Alan Wakeman, who died suddenly on 8th August at the age of 79, was most of the above. From the time he discovered the GLF, weeks after it was founded at the London School of Economics on 13th October, 1970, he was a changed man, a campaigner for gay rights who would now be called out and proud. The GLF broke up in disarray after only three years; but Alan kept its flag flying to the day he died. He was erudite, progressive and argumentative, but above all he was a good person of whom the LGBT community can be extremely proud.

Alan was born in London but moved when he was five to Coulsdon in Surrey, where he encountered a lusty young farmhand with his shirt off. He experienced “a powerful mysterious instinct to touch, to caress, to… what? I didn’t know.” Alan left school at 15 to work as an office boy in an architectural office, a job that ended when he was called up for National Service. After serving for two years with the RAF in Ceylon, he returned to architecture in London, but became infatuated with a straight male colleague and dropped out to become an English tutor in the South of France. He continued to teach when he returned to the UK.

In 1970 he “overheard one of the teachers in high dudgeon about the fact that these appalling homosexual perverts were holding meetings in an arts centre in Covent Garden.” The GLF suited Alan, because he didn’t like the hedonistic gay scene that had developed after the partial decriminalisation of homosexuality in 1967.

“It all felt wrong until GLF happened and that suddenly felt right,” Alan told me. “Part of me felt I’d been waiting all my life for this.” At the GLF, Alan learned that he should be glad to be gay. In 1971 he took part in the first GLF march, which down the years developed into the annual festival that is now Pride.

2015 in the garden by Iona Wolff

Alan’s own achievements include in 1972 writing and recording A Gay Song, which he believed was the world’s first, and writing the play Ships for Gay Sweatshop’s first season of gay plays in 1975. His many other books include The Vegan Cookbook (1986) and he also wrote more plays for stage and radio.
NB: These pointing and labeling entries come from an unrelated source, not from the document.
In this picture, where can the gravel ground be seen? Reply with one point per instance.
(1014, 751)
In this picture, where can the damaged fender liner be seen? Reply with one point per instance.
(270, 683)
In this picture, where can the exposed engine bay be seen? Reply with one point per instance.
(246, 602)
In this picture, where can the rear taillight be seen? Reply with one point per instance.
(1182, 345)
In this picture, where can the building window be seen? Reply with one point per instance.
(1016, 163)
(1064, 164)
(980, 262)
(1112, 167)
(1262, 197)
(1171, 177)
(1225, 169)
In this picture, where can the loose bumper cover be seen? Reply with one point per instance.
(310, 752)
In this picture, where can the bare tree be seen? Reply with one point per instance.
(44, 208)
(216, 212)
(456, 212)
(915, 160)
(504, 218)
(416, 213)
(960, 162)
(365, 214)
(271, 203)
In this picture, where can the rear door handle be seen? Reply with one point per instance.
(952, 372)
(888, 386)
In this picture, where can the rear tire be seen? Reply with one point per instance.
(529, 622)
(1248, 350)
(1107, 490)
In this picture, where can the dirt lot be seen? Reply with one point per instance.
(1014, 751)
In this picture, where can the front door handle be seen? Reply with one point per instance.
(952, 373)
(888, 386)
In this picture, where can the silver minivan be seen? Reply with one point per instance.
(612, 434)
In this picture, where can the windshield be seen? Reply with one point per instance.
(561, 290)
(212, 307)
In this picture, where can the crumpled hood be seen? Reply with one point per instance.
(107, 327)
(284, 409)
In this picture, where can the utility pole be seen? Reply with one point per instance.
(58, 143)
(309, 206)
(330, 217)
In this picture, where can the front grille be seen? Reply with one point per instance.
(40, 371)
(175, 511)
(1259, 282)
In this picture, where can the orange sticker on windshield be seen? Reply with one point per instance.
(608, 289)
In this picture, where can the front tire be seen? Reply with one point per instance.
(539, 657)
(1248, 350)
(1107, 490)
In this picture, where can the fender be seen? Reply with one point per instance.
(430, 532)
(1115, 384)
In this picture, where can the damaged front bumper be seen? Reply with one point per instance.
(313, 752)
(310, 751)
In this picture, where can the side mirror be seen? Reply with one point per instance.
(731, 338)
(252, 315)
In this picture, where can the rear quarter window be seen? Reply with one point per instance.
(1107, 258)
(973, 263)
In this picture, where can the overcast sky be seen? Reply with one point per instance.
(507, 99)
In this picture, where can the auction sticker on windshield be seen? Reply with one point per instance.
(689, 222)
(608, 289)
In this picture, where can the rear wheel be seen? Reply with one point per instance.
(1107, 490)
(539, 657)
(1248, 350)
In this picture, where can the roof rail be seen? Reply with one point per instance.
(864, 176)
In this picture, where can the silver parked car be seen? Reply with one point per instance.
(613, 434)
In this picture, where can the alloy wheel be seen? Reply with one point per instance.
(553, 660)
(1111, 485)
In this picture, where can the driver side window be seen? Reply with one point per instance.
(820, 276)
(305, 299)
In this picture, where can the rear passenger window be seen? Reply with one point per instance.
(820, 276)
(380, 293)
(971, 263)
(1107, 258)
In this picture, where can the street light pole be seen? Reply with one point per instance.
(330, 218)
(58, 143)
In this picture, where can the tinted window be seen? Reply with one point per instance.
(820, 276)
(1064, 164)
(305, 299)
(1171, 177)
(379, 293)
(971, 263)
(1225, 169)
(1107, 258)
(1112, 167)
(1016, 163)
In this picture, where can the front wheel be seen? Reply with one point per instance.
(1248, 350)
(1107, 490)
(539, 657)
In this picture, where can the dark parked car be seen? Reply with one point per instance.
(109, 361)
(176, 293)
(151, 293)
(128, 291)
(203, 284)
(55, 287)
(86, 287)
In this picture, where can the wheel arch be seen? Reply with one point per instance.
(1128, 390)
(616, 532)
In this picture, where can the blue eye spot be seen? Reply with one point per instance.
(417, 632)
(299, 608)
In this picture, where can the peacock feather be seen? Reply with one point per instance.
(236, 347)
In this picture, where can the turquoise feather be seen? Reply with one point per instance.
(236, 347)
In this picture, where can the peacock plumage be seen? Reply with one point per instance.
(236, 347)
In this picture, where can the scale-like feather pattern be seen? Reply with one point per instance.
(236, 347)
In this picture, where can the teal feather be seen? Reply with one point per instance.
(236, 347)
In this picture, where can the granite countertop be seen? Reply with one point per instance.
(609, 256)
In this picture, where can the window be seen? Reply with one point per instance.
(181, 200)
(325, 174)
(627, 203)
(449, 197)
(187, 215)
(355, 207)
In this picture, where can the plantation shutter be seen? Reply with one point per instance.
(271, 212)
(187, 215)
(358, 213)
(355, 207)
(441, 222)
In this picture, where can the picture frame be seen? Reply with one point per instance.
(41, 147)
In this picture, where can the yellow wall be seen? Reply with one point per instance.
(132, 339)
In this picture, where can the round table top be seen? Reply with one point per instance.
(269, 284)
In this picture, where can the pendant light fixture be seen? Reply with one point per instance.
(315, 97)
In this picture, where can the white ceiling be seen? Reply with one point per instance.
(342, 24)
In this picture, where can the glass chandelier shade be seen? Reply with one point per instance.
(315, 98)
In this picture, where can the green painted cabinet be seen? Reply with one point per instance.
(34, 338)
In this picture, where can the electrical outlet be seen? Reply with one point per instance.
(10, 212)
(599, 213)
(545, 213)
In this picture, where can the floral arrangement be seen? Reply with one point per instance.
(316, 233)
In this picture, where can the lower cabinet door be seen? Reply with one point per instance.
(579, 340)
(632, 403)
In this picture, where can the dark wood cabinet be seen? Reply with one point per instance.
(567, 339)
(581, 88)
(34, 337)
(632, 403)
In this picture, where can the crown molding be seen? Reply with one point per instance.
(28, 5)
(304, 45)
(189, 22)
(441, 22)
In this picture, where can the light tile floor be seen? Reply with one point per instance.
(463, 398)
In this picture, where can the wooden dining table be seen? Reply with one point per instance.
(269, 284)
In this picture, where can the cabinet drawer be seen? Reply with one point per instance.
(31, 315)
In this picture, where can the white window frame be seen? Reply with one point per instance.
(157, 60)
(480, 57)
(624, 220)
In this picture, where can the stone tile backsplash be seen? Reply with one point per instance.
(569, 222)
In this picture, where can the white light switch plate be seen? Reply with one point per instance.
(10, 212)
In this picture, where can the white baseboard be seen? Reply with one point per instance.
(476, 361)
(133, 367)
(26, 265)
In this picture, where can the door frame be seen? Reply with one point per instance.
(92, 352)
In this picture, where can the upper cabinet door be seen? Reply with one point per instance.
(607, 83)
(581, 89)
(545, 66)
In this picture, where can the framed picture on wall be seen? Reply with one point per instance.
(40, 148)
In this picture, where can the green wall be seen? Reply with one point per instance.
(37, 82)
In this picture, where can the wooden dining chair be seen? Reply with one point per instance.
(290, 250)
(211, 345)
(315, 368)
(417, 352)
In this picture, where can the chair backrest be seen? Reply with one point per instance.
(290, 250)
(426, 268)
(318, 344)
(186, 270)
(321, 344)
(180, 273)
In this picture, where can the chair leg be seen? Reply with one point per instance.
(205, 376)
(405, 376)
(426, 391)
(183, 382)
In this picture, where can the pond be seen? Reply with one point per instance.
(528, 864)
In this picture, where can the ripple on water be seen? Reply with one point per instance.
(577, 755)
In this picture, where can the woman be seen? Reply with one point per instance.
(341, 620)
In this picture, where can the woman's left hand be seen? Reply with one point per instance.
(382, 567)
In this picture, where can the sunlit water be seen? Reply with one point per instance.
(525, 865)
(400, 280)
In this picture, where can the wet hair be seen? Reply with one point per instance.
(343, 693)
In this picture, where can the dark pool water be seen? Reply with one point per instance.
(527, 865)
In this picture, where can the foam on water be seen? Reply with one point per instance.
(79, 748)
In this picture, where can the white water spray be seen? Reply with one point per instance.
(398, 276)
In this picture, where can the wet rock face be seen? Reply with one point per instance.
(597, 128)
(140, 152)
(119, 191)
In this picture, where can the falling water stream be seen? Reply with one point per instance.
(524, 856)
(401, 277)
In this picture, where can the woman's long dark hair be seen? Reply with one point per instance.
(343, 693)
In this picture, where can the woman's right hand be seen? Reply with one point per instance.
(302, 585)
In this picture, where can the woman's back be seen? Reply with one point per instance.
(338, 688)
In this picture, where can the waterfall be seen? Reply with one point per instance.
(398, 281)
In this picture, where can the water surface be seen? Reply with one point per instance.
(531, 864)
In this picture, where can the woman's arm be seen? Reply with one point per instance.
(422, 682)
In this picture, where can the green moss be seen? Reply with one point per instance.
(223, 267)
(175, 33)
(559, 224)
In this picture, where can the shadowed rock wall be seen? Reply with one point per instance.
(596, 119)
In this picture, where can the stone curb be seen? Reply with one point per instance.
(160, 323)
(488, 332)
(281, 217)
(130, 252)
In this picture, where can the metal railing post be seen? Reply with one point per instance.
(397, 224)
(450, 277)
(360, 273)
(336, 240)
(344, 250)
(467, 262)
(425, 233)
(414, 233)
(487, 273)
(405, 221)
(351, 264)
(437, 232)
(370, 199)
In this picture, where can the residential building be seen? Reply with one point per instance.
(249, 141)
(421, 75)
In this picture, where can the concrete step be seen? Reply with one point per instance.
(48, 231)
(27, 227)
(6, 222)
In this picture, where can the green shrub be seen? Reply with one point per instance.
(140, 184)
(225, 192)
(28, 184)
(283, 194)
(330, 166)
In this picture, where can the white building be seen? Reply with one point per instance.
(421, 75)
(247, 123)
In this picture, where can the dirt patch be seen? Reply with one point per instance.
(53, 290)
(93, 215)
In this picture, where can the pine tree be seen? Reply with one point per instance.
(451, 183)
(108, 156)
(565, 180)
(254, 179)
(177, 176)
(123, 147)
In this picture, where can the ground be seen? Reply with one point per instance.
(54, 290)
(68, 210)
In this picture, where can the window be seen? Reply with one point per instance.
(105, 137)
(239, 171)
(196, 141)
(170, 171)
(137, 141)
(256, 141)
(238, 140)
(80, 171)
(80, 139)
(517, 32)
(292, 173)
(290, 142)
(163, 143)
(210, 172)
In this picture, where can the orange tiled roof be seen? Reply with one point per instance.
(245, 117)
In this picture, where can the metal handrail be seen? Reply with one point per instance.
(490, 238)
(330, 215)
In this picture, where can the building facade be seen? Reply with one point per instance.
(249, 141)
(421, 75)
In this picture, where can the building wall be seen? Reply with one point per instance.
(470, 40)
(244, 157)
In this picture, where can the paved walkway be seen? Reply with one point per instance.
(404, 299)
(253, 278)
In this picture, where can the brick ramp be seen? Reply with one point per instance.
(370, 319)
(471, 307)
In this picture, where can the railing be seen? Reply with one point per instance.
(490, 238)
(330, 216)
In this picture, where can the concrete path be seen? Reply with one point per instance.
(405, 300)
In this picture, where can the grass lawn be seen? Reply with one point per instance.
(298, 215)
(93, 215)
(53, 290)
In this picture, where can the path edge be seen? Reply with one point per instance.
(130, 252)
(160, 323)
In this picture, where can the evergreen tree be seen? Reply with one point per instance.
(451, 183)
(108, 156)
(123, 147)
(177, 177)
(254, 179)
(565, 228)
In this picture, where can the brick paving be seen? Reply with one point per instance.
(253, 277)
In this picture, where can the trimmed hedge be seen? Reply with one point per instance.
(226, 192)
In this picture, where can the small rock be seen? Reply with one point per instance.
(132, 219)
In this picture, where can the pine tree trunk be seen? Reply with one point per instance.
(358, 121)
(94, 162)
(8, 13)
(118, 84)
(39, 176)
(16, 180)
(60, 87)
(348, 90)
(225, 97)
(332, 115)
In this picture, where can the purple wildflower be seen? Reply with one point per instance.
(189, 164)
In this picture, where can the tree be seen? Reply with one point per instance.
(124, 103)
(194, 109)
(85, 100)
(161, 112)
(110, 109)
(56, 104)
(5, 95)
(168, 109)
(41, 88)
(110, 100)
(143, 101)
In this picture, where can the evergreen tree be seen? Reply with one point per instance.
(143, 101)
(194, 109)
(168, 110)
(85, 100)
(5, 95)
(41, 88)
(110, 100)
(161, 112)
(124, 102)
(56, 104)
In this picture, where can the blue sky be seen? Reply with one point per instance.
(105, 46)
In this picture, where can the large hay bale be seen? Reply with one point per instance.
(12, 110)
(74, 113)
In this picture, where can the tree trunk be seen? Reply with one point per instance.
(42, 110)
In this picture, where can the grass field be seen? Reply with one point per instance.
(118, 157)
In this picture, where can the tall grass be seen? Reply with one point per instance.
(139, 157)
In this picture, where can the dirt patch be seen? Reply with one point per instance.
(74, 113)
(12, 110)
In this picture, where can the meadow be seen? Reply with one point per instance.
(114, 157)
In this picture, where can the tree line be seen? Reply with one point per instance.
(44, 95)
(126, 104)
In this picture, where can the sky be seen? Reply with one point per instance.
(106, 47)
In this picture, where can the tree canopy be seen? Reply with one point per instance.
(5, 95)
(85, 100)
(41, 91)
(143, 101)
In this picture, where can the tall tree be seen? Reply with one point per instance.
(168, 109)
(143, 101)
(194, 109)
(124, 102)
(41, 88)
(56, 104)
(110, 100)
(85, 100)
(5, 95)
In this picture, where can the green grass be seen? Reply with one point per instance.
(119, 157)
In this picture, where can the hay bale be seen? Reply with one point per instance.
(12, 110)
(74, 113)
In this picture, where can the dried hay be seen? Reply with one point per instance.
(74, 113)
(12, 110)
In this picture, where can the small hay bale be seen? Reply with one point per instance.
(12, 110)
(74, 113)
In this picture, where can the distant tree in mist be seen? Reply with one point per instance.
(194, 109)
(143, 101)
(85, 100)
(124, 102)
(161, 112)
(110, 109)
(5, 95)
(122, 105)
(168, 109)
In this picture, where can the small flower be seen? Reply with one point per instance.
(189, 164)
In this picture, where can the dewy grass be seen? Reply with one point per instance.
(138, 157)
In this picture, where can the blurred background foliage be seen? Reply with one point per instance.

His autobiography, Fragments of Joy and Sorrow: Memoir of a Reluctant Revolutionary, was published earlier this year.

The “sorrow” in that title refers to the end of his fourteen-year relationship with Peter Granger, who was killed in a road accident in 1986. “I was almost overwhelmed with grief for years,” Alan wrote, “until I conceived the idea of writing and publishing a poem to celebrate the joy and privilege of knowing the best and most beautiful man that ever lived.” Beloved Friend was published in 1989.